Thank you for this suggestion dl324. It put me on the right track for clocking in the data.

The problem with these chinese chips is that they lack clarity on their datasheet [to put it mildly]. After too many tries and errors I have managed to send some data on the LCD Display with this chip.

The actual steps for the CT1642 are the following:

1. Clock in 4 bits to choose the digit. Clock needs to be rising edge. From LOW to HIGH.
   See below for address.
   
   X0:00 ->  0x7f, BIN-B01111111
   0X:00 ->  0xbf, BIN-B10111111
   00:X0 ->  0xdf, BIN-B11011111
   00:0X ->  0xef, BIN-B11101111
2. Clock in 6 High but unused bits.
   
   0x3f, BIN-B111111
   As per the questionable Google translation:
   

   Note :
   1. Please note that the shift in the middle register when there are vacancies 6Bit programming.

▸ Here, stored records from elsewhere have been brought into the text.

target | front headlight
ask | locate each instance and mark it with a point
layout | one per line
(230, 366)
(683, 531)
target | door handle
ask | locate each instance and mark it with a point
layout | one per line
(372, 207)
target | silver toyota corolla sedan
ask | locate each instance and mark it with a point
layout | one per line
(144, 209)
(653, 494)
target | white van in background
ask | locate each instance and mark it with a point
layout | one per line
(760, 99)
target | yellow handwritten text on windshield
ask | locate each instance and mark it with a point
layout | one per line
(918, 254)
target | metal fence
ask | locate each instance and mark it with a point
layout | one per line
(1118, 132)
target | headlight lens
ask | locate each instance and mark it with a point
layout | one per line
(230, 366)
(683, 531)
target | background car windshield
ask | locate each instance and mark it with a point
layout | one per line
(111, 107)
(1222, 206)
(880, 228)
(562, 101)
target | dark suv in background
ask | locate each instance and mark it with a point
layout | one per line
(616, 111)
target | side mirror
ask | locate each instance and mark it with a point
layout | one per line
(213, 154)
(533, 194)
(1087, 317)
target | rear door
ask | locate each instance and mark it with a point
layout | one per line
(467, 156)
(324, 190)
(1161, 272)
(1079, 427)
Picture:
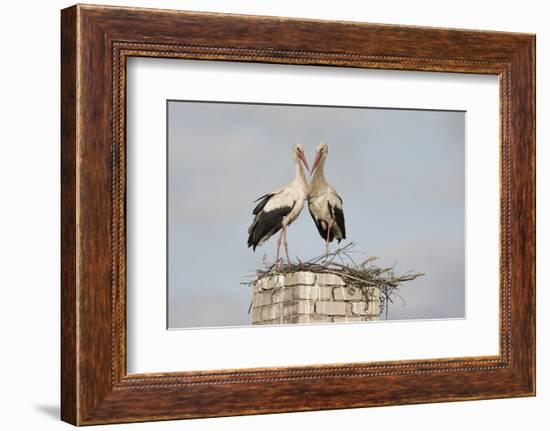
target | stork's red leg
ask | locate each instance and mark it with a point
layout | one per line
(285, 245)
(329, 227)
(279, 245)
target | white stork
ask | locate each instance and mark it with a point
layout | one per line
(276, 210)
(325, 206)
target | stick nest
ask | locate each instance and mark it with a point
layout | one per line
(357, 274)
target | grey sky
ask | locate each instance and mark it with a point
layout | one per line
(400, 174)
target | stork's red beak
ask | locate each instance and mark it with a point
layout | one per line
(302, 157)
(316, 162)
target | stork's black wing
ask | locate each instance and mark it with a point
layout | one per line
(339, 222)
(266, 223)
(321, 225)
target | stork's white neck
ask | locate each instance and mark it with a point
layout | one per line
(299, 175)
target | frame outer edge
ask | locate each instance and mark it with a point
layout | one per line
(69, 200)
(88, 397)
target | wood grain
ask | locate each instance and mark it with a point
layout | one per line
(96, 41)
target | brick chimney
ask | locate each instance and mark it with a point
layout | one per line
(308, 297)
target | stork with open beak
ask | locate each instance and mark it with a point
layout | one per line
(325, 205)
(275, 211)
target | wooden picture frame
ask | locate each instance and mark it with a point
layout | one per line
(95, 43)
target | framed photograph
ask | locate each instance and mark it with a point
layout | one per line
(263, 214)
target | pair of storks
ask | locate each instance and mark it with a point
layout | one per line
(275, 211)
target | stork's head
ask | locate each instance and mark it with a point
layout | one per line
(298, 153)
(320, 153)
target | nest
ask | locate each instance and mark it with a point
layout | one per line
(357, 274)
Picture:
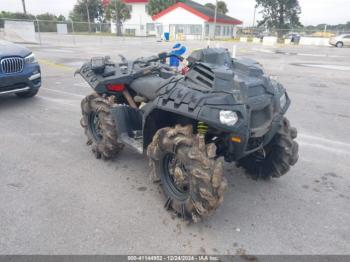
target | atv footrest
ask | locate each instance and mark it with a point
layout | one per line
(128, 122)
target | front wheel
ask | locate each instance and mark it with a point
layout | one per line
(277, 157)
(190, 174)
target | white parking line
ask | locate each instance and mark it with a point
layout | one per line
(64, 92)
(325, 144)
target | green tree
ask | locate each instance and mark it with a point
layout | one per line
(80, 13)
(119, 12)
(280, 15)
(222, 7)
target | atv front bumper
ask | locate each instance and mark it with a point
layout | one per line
(255, 128)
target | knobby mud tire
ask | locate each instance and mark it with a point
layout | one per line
(207, 183)
(107, 147)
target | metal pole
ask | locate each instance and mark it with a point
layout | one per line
(254, 16)
(24, 6)
(254, 20)
(215, 17)
(73, 33)
(38, 30)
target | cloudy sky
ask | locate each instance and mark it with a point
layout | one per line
(313, 11)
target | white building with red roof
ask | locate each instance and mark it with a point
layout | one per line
(183, 20)
(140, 23)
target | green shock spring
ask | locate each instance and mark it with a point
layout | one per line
(202, 128)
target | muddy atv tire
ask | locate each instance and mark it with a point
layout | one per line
(280, 154)
(99, 126)
(191, 176)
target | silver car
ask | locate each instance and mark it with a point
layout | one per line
(340, 40)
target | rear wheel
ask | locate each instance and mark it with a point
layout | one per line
(339, 44)
(191, 176)
(28, 94)
(277, 157)
(99, 126)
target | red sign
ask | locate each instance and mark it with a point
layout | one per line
(105, 3)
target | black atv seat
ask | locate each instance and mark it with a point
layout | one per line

3. Clock in a full byte of the desired data
   
   0xff, BIN-11111111
   In may case for the common cathode LED Display and chip connection the data is : ABCDEFG(dp)
   
4. Output the data with the following:
   
   DATA_PIN -> LOW
   DATA_PIN -> HIGH
   CLOCK_PIN -> LOW
   DATA_PIN -> LOW
   DATA_PIN -> HIGH

And voila you have all segments on!

I am moving on to discover how the key scan works now. Once I am done I will probably create a small arduino library for this cheap chip [pun intended] and I will post it here in case someone else needs it.

Again thank you dl324 for putting me on the right direction.

 

I have now completed an Arduino Library for the CT1642 IC.

With this Library one is able to write to the CT1642 Led Display Driver and Scan the keys attached to it.

If anybody is interested in this see :
https://github.com/arkroan/CT1642

 

Thanks A lot for the Arduino Library for the CT1642 IC it may inspire others to deal with this IC and help understand the I2C protocol.